Мне вспомнилось, каким добрым другом была для меня книга во дни отрочества и юности, и особенно ярко встала в памяти жизнь на маленькой железнодорожной станции между Волгой и Доном.
Станция стояла в степи, скудно покрытой серыми былинками, в пустоте и тишине, нарушаемой зимою унылым пением снежных вьюг. Летом на станции ныли комары, в рыжей степи насмешливо и тихо свистели суслики, в небе, мутном от зноя, молча кружились коршуны и белые луни.
Бывало, смотришь с перрона в степь, над пустою землей, в свинцовой дали струится марево, на бугорках, около своих нор, стоят суслики, приложив к остреньким мордочкам ловкие передние лапки, точно молятся. А больше никого нет, – дышишь пустотою, и сердце жалобно сжимается от скуки.
Лишь изредка мохнатые чабаны, похожие на святых отшельников с картин, проведут с юга на север отару овец и в тишине степной взвиваются их странные крики:
– Р-ря-о! Р-ря-у…
Подует ветер, осыплет станцию мелким горячим песком, принесет печальное клохтанье дрофы, свист грызунов, – и снова тихо, и жизнь кажется бесконечным сном.

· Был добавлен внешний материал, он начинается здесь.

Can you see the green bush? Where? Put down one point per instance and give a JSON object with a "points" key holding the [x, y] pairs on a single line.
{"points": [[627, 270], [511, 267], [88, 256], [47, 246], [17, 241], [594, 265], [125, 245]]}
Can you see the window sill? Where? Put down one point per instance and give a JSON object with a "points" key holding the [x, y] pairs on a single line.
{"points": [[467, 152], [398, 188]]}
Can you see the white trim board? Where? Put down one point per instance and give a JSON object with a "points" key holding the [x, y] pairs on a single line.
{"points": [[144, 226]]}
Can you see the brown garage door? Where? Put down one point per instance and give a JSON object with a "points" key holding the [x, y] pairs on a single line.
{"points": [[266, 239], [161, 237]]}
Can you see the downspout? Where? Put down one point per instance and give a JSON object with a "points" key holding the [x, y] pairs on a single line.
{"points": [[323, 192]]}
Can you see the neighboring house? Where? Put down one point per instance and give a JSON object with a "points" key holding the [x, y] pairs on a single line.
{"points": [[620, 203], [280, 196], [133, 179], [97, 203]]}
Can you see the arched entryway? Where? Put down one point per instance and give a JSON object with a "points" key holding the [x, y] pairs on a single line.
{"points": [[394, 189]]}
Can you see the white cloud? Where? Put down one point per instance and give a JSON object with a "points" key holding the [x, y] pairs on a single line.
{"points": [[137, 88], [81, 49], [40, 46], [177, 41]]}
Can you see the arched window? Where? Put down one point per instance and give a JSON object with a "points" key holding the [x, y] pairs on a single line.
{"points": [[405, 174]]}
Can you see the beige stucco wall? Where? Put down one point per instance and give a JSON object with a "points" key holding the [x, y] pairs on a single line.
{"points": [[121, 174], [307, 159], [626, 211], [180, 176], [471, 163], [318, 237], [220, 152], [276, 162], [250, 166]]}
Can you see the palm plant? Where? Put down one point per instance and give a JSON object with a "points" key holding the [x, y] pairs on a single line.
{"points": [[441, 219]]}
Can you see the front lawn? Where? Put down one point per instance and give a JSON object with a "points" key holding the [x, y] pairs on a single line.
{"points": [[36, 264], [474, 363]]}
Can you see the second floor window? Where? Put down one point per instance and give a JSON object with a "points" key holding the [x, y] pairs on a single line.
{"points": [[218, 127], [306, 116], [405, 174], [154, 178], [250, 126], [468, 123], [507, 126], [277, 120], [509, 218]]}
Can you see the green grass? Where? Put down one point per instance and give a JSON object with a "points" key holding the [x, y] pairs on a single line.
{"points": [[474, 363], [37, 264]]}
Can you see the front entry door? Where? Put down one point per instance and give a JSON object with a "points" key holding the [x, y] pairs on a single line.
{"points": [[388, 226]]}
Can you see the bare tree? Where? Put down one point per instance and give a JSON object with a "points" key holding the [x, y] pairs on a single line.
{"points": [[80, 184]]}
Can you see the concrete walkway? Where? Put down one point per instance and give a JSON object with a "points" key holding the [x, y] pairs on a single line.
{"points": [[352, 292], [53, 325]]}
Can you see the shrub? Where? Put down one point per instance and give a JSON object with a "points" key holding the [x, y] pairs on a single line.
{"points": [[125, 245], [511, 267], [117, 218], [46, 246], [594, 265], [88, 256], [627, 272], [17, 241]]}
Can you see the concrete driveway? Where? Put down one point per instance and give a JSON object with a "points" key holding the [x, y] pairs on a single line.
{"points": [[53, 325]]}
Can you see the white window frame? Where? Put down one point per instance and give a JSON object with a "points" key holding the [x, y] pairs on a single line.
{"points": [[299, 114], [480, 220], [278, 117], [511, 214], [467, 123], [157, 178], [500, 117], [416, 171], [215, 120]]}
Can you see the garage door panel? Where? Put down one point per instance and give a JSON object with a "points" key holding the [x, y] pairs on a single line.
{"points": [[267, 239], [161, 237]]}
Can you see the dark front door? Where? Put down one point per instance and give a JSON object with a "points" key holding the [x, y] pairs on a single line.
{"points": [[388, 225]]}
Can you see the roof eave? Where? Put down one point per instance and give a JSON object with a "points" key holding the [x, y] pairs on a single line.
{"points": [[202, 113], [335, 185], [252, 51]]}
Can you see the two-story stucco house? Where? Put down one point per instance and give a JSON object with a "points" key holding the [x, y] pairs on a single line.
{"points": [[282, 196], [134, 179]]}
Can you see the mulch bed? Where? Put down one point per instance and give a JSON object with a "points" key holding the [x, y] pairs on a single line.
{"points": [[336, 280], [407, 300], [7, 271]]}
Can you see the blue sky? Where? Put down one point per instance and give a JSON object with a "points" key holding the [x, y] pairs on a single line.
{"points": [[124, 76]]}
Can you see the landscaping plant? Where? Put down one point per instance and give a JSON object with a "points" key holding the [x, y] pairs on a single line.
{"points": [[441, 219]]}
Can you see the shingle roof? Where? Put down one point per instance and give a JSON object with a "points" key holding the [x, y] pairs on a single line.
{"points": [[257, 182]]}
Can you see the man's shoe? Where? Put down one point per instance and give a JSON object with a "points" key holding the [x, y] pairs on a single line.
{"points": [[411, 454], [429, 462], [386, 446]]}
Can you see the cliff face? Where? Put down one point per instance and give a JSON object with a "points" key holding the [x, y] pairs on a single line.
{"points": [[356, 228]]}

Где-то, в степных балках, прятались казачьи хутора; позади станции, верст за пять, к Волге, прикурнула на неплодной земле деревня – Пески; оттуда к нам зимою приходили бойкие девицы очищать от снега станционные пути, а по ночам на станцию являлись их братья и отцы воровать щиты на топливо и товар из вагонов.
Особенно тяжко жилось в жаркие летние ночи; в тесных комнатах – нечем дышать, духота и комары не позволяют уснуть; всё население станции вылезало на перрон и неприкаянно шлялось повсюду, заводя от скуки ссоры, раздражая дежурных воющими зевками, жалобами на бессонницу и нездоровье, нелепыми вопросами. По двору, точно лунатики, ходят женщины в белых одеждах, босые, с растрепанными волосами; курится костер, прикрытый сырым тальником; в безветренные ночи дым костра встает к небу серым столбом, не отгоняя комаров, – они родятся в мертвых заводях Волги и тучами летят сюда, в сухую степь, на муку людям и на свою гибель.